[lxml-dev] Adding a Stylesheet PI when creating new XML documents

Stefan Behnel stefan_ml at behnel.de
Fri Mar 23 17:27:08 CET 2007


Hi,

Lee Brown wrote:
>> From: Stefan Behnel [mailto:stefan_ml at behnel.de] 
>> I personally liked the "addToTree()" method better as it 
>> allows us to accompany it with a "copyToTree()" method that 
>> would not remove the PI from its current location. Maybe 
>> "prependToTree()" and "prependCopyToTree()" would be even 
>> more descriptive names.
> 
> Fair enough.  I like "addToTree" and "copyToTree."  "prependCopyToTree" is
> starting to look too much like JavaScript :-)

:) sure. Still time to find a better alternative, though.

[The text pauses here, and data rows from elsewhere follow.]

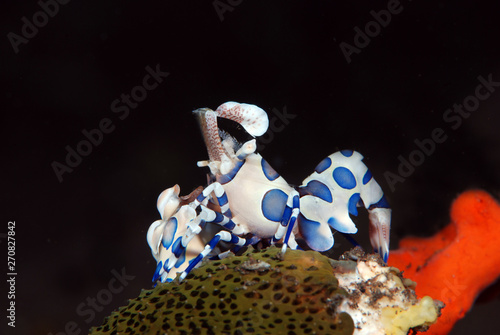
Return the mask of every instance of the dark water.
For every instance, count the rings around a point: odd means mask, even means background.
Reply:
[[[292,184],[336,150],[363,153],[394,209],[391,248],[443,227],[463,190],[499,195],[492,6],[402,1],[391,13],[381,12],[387,1],[233,1],[222,13],[214,3],[229,2],[47,3],[53,17],[34,1],[0,11],[2,233],[17,225],[8,334],[84,334],[150,287],[145,235],[157,195],[206,181],[190,113],[199,107],[264,108],[274,121],[261,153]],[[489,89],[476,91],[484,81]],[[86,156],[68,163],[68,150]],[[368,247],[366,217],[358,225]],[[336,252],[349,247],[338,241]],[[491,332],[499,310],[496,295],[453,334]]]

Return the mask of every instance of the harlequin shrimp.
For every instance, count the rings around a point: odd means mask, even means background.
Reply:
[[[261,136],[269,126],[264,110],[226,102],[215,111],[202,108],[193,113],[209,156],[198,166],[210,169],[213,182],[186,197],[179,197],[177,185],[160,195],[162,220],[150,226],[147,236],[157,261],[153,282],[171,281],[178,272],[184,279],[220,241],[233,245],[229,252],[261,240],[280,242],[284,253],[287,247],[299,248],[300,238],[309,248],[326,251],[334,244],[331,228],[343,234],[357,232],[349,217],[358,214],[357,207],[367,209],[370,242],[387,261],[391,209],[361,154],[352,150],[331,154],[294,188],[255,152],[255,139],[240,144],[218,128],[217,118],[226,118],[253,137]],[[204,244],[199,234],[210,224],[222,230]]]

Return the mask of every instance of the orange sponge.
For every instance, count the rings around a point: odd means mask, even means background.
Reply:
[[[451,207],[448,226],[433,237],[401,240],[389,265],[417,282],[419,297],[445,303],[426,334],[447,334],[500,276],[500,206],[484,191],[464,192]]]

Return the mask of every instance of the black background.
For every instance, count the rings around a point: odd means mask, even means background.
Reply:
[[[402,11],[348,63],[340,44],[353,45],[354,27],[364,29],[370,11],[387,1],[232,3],[221,20],[213,1],[73,0],[16,53],[8,34],[21,35],[21,18],[32,22],[41,8],[2,2],[1,232],[16,221],[18,273],[9,334],[57,334],[71,322],[85,334],[151,287],[155,264],[145,238],[159,218],[158,194],[176,183],[188,193],[206,181],[196,167],[207,157],[191,114],[199,107],[234,100],[271,118],[273,110],[296,115],[261,147],[291,184],[334,151],[361,152],[393,207],[393,249],[402,236],[431,235],[447,224],[464,190],[498,197],[500,92],[456,130],[443,120],[474,95],[478,76],[500,81],[498,8],[402,1]],[[169,76],[120,120],[111,103],[157,64]],[[114,130],[59,182],[51,164],[65,164],[65,147],[75,149],[82,130],[104,118]],[[397,173],[398,156],[408,159],[414,141],[435,128],[446,141],[391,190],[384,173]],[[357,238],[369,248],[366,217],[358,221]],[[338,252],[349,248],[337,241]],[[1,242],[5,255],[5,235]],[[135,278],[102,311],[76,311],[123,268]],[[493,332],[500,304],[492,299],[476,304],[452,334]]]

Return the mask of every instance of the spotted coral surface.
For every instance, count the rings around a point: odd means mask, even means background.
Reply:
[[[90,334],[352,334],[345,295],[315,251],[249,250],[143,290]]]

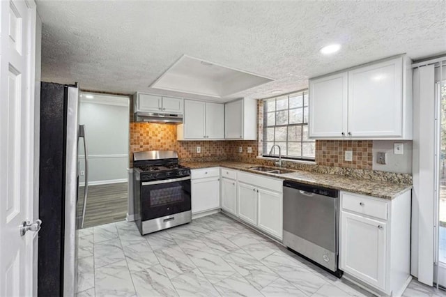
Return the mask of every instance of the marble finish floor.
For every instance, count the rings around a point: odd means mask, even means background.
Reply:
[[[77,296],[370,296],[222,213],[141,236],[79,230]],[[413,281],[404,296],[446,296]]]

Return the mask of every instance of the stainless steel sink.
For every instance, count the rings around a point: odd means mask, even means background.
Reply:
[[[256,172],[261,172],[270,173],[270,174],[284,174],[293,172],[293,170],[288,170],[288,169],[275,169],[274,168],[264,167],[263,166],[251,167],[249,169],[251,170],[255,170]]]

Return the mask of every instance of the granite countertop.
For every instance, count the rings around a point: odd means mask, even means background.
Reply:
[[[404,192],[412,189],[412,185],[408,184],[372,181],[365,178],[354,178],[334,174],[325,174],[303,170],[293,170],[289,168],[285,169],[291,172],[290,173],[282,174],[266,173],[249,169],[262,165],[239,162],[184,162],[181,164],[192,169],[222,167],[386,199],[392,199]],[[277,167],[271,168],[272,169],[278,169]]]

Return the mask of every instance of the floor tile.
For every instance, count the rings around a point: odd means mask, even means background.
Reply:
[[[171,280],[180,296],[220,296],[220,294],[199,269]]]
[[[132,272],[132,279],[138,296],[178,296],[161,265]]]
[[[125,261],[95,270],[95,296],[132,297],[136,295]]]
[[[263,296],[263,295],[239,274],[234,274],[214,285],[223,296]]]
[[[95,267],[102,267],[125,259],[119,238],[95,243]]]

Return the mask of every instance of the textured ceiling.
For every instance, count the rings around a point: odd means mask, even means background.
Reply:
[[[112,93],[180,95],[148,86],[183,54],[276,79],[224,98],[229,100],[302,89],[308,77],[394,54],[418,59],[446,52],[445,1],[37,5],[43,24],[42,79]],[[341,50],[322,56],[318,50],[332,43],[341,43]]]

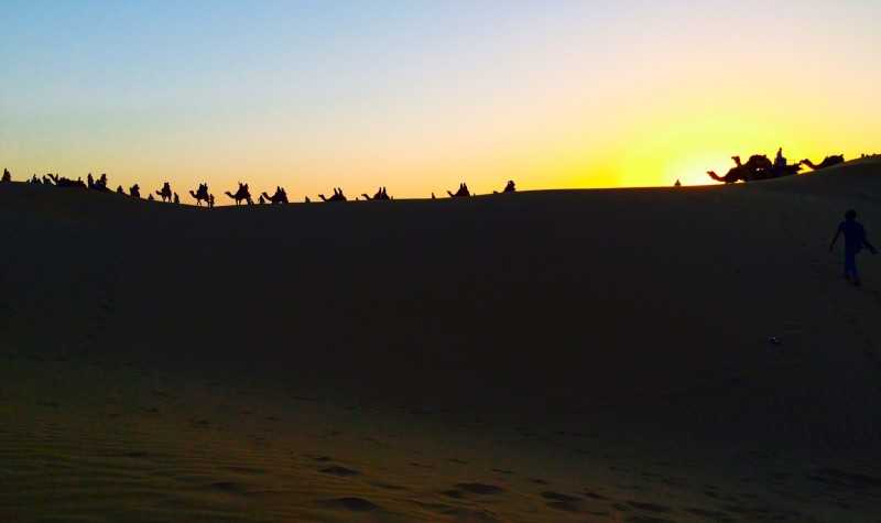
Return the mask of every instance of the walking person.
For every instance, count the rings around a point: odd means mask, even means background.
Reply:
[[[838,225],[835,238],[833,238],[833,242],[829,244],[829,252],[833,251],[835,242],[838,241],[838,237],[841,235],[845,236],[845,280],[859,286],[860,274],[857,271],[857,254],[863,247],[869,249],[869,252],[872,254],[875,254],[878,250],[875,250],[874,246],[869,243],[869,240],[866,238],[866,229],[862,227],[862,224],[857,221],[857,211],[853,209],[845,213],[845,221]]]

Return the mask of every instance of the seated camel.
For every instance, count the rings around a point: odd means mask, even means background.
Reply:
[[[504,188],[502,189],[502,193],[514,193],[514,192],[516,192],[516,186],[514,185],[514,181],[513,179],[509,179],[508,183],[504,184]],[[493,194],[499,194],[498,190],[493,190],[492,193]]]
[[[58,176],[57,174],[48,174],[50,179],[55,184],[56,187],[81,187],[86,188],[86,184],[83,183],[83,178],[65,178],[64,176]]]
[[[781,176],[791,176],[797,174],[802,168],[802,162],[787,165],[780,152],[777,156],[779,160],[776,163],[771,163],[771,160],[764,154],[753,154],[747,163],[742,163],[740,156],[731,156],[731,160],[735,161],[735,166],[728,170],[727,174],[719,176],[715,171],[707,171],[707,174],[717,182],[733,184],[737,182],[757,182],[761,179],[779,178]]]
[[[91,173],[89,173],[89,188],[100,190],[101,193],[109,193],[110,189],[107,188],[107,173],[101,173],[101,177],[98,179],[91,179]]]
[[[456,190],[455,194],[450,193],[449,190],[447,190],[447,194],[449,195],[450,198],[461,198],[466,196],[471,196],[471,193],[468,190],[468,186],[465,183],[459,184],[459,189]]]
[[[162,198],[162,201],[171,201],[172,200],[172,184],[165,182],[162,184],[162,188],[156,190],[156,196]]]
[[[251,192],[248,190],[248,184],[239,182],[239,189],[236,190],[236,194],[232,194],[229,190],[227,190],[226,195],[235,199],[236,205],[239,205],[239,203],[241,201],[246,201],[248,203],[248,205],[254,205],[254,201],[251,199]]]
[[[391,196],[389,196],[389,193],[385,192],[385,187],[380,187],[379,190],[377,190],[376,194],[373,194],[372,197],[370,195],[368,195],[367,193],[362,194],[361,196],[363,196],[366,200],[371,200],[371,199],[385,199],[385,200],[388,200],[388,199],[392,199]]]
[[[319,194],[318,197],[322,198],[322,201],[347,201],[346,195],[339,187],[334,189],[334,196],[329,198],[325,198],[323,194]]]
[[[274,195],[270,196],[267,193],[263,193],[261,196],[264,199],[267,199],[270,204],[286,204],[287,203],[287,193],[283,188],[281,188],[279,186],[275,187],[275,194]]]
[[[202,203],[205,201],[205,205],[208,205],[208,199],[210,195],[208,194],[208,184],[199,184],[199,188],[196,192],[189,192],[189,195],[196,200],[197,206],[202,206]]]
[[[834,154],[831,156],[826,156],[823,159],[823,162],[819,164],[815,164],[811,160],[802,160],[802,163],[807,165],[808,167],[813,168],[814,171],[819,171],[820,168],[831,167],[833,165],[838,165],[839,163],[845,163],[845,155],[844,154]]]

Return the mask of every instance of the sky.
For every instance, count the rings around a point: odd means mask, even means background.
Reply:
[[[880,15],[878,0],[2,0],[0,165],[293,200],[707,184],[733,154],[881,152]]]

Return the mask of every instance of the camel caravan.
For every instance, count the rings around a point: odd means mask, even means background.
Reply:
[[[773,162],[764,154],[753,154],[747,160],[747,163],[742,163],[740,156],[731,156],[731,160],[735,161],[735,166],[731,167],[727,174],[719,176],[715,171],[707,171],[709,177],[716,182],[726,184],[773,179],[798,174],[802,170],[802,165],[807,165],[813,171],[838,165],[845,162],[845,155],[835,154],[826,156],[819,164],[814,164],[811,160],[802,160],[801,162],[791,164],[786,161],[786,157],[783,156],[783,148],[780,148],[777,149],[777,155],[774,157]]]
[[[880,159],[881,154],[862,154],[860,160],[866,159]],[[728,173],[725,175],[716,174],[715,171],[707,171],[707,174],[710,178],[715,179],[716,182],[721,182],[725,184],[733,184],[737,182],[758,182],[763,179],[773,179],[780,178],[784,176],[792,176],[798,174],[803,167],[809,167],[813,171],[819,171],[823,168],[831,167],[834,165],[838,165],[845,162],[844,154],[834,154],[830,156],[826,156],[822,162],[814,163],[808,159],[802,160],[796,163],[788,163],[786,157],[783,155],[783,148],[777,150],[777,154],[773,161],[771,161],[764,154],[753,154],[747,160],[747,162],[742,162],[740,156],[731,156],[731,160],[735,162],[735,166],[728,170]],[[12,182],[12,173],[8,168],[3,168],[2,177],[0,177],[0,183],[8,183]],[[30,184],[36,185],[52,185],[55,187],[78,187],[89,190],[98,190],[100,193],[111,193],[112,190],[108,186],[107,174],[102,173],[98,178],[95,178],[91,173],[88,173],[86,176],[86,181],[84,182],[81,177],[77,177],[76,179],[64,177],[59,174],[48,173],[42,177],[37,177],[34,174],[30,179],[25,178],[25,182]],[[275,187],[275,193],[270,195],[265,192],[260,193],[258,195],[258,200],[254,203],[253,197],[251,196],[251,190],[248,187],[248,184],[239,182],[239,187],[236,189],[235,193],[230,190],[225,190],[224,194],[229,197],[236,206],[247,205],[285,205],[289,204],[290,200],[287,198],[287,193],[281,186]],[[682,183],[677,179],[674,184],[675,187],[681,187]],[[493,190],[492,194],[510,194],[516,192],[516,185],[514,184],[513,179],[509,179],[508,183],[504,185],[504,188],[501,190]],[[121,185],[117,186],[116,189],[117,194],[120,195],[128,195],[132,198],[141,198],[141,187],[138,184],[132,185],[129,187],[128,193],[122,188]],[[215,197],[214,194],[210,193],[208,189],[208,184],[203,182],[198,184],[196,190],[189,190],[189,196],[196,201],[196,207],[207,207],[214,208],[215,206]],[[146,199],[149,201],[155,201],[154,195],[159,197],[163,203],[166,204],[181,204],[181,197],[172,189],[172,185],[168,182],[164,182],[162,187],[153,193],[148,192]],[[467,198],[470,196],[475,196],[474,193],[468,188],[468,184],[465,182],[459,184],[459,187],[456,192],[447,190],[447,195],[450,198]],[[432,199],[436,199],[435,194],[432,193]],[[341,201],[349,201],[346,197],[346,194],[342,192],[341,187],[334,187],[334,193],[330,197],[325,196],[324,194],[319,194],[318,198],[322,201],[326,203],[341,203]],[[392,200],[391,196],[389,196],[389,192],[385,186],[380,186],[373,195],[369,195],[367,193],[362,193],[360,197],[356,197],[355,200],[363,200],[363,201],[389,201]],[[305,196],[304,201],[306,204],[311,203],[308,196]]]

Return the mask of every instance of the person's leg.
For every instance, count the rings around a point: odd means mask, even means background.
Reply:
[[[857,285],[860,283],[860,276],[857,272],[856,252],[845,252],[845,277],[848,277]]]

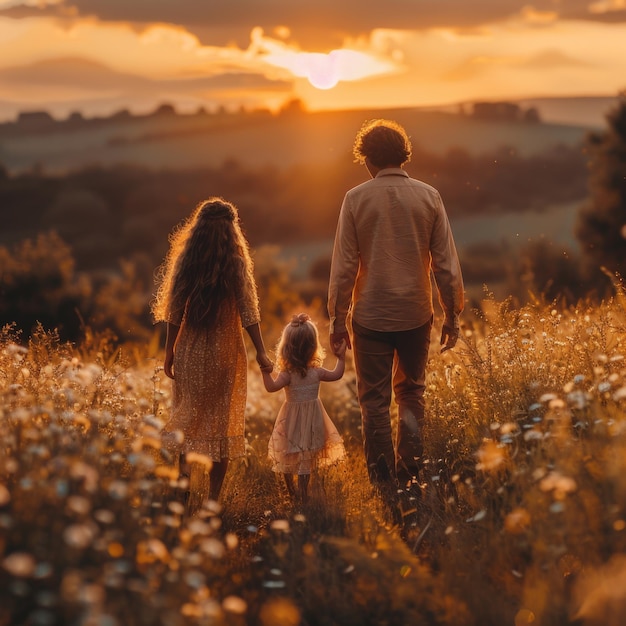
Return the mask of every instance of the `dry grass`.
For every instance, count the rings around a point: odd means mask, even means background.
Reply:
[[[188,518],[158,361],[4,329],[0,624],[623,623],[624,299],[487,297],[433,346],[422,498],[399,508],[368,485],[350,372],[323,387],[348,460],[306,507],[269,468],[281,398],[251,371],[249,454]]]

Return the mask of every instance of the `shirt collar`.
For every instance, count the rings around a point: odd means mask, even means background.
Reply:
[[[380,170],[376,174],[376,178],[380,178],[381,176],[405,176],[406,178],[409,177],[409,175],[401,167],[387,167],[384,170]]]

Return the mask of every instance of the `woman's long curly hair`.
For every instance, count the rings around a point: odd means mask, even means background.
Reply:
[[[170,235],[170,248],[157,270],[152,303],[155,321],[213,327],[236,305],[246,274],[254,285],[248,242],[236,207],[222,198],[201,202]]]
[[[308,314],[293,316],[283,330],[276,354],[279,369],[297,372],[303,378],[309,367],[322,365],[324,348],[320,343],[317,326]]]

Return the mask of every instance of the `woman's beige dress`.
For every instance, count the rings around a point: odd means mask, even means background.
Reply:
[[[195,329],[183,316],[174,345],[171,417],[165,431],[181,431],[179,451],[213,461],[245,454],[248,358],[243,329],[260,321],[256,286],[247,284],[213,328]],[[172,320],[172,323],[176,323]],[[208,492],[208,468],[192,467],[191,498]],[[200,475],[202,474],[202,475]]]

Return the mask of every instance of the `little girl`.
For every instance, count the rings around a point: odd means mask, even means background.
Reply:
[[[207,495],[217,501],[228,460],[245,454],[248,358],[242,327],[259,365],[272,365],[237,209],[221,198],[201,202],[170,237],[158,276],[152,311],[156,321],[167,322],[164,371],[174,381],[164,440],[183,433],[176,451],[181,475],[190,474],[188,508],[193,512]],[[189,467],[189,453],[212,463]]]
[[[271,367],[261,368],[265,389],[273,392],[284,388],[286,398],[268,446],[272,469],[284,474],[289,494],[302,502],[308,497],[311,470],[345,456],[341,436],[319,398],[321,381],[343,376],[346,343],[336,346],[335,352],[335,369],[321,367],[324,349],[317,328],[306,313],[300,313],[284,328],[278,343],[278,376],[272,377]],[[294,474],[298,476],[297,492]]]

>>> Doesn't "tree.docinfo.stylesheet" or 
>> "tree.docinfo.PI['stylesheet']" 
>>> make more sense than the way we're doing it now?
>>
>> So, regarding your proposal: it will not quite work as 
>> nothing prevents an XML document from having 20 processing 
>> instructions of the same type. The meme above sort of 
>> suggests that there can be only one (note that we are talking 
>> about etree here, not objectify, which has a very different 
>> look-and-feel).
>>
>> Is there any obvious way that would allow us to handle the 
>> normal case of zero or one PIs per type as nicely as 
>> possible, while allowing us to deal with the possible case of 
>> having an arbitrary number of them?
> 
> Well, we could do what the Xpath method does: Always return a list object, even
> if it contains zero members.  If multiple elements are returned, it would be up
> to the consumer to determine which one to use.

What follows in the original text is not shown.